It’s utter madness, and of course, Luke hates it. Taylor, at first, doesn’t mind it, thinking it’s probably good for business (although he is a little salty that the Diner is the Pokestop, and not his Soda Shoppe next door). But Luke — he can’t stand it. All those cell phones, all those stupid names for them, he’s never despised anything more.
And it gets worse when Lorelai starts yelling out the names of rare Pokemon (with the help of Google, of course, since she struggles to even catch a Pidgey and doesn’t even know what the purple rat is called). Luke thinks the town should have cottoned onto the fact that she’s lying by now, but apparently no one wants to risk it — “what if that rare Pokemon is there?” Kirk tells him, wide-eyed and horrified at the thought of missing out on a Garawhotsit or a MooToo — and so she keeps yelling out stupid names and causing hordes of people to run in and out of the diner every half hour or so.
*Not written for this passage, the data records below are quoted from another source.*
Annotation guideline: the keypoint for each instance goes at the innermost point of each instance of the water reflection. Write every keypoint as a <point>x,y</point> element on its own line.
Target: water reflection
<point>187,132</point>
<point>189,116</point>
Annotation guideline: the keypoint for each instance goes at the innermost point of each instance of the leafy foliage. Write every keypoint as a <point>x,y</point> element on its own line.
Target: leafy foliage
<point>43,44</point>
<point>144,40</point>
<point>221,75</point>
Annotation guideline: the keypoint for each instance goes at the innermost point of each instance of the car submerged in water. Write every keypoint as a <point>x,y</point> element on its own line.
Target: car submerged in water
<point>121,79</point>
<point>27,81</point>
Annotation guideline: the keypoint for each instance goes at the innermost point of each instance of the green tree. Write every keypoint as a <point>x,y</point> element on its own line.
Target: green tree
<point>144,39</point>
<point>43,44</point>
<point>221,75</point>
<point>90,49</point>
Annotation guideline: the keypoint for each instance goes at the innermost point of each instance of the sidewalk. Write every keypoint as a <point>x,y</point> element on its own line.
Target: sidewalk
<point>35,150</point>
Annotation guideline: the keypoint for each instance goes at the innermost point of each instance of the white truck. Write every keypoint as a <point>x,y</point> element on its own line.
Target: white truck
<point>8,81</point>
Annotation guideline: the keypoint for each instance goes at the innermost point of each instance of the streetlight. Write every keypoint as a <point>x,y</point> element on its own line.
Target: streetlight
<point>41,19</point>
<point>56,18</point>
Luke thinks he’s on the brink of a mental breakdown, so when Kirk stalks into the Diner five days later (the hype still hasn’t died down) and shows everyone his Level 21, and tells people that he’s now accepting payment in exchange for him levelling everyone up and catching them some rare Pokemon, almost all of his customers desert the diner at once to try and get Kirk’s help. No one knows, still, how he’s levelling up so quickly, but he is. (Later, it’s revealed he’s spent £342 on lucky eggs, incense, and more of the sort. Luke almost has a heart attack when he hears this.)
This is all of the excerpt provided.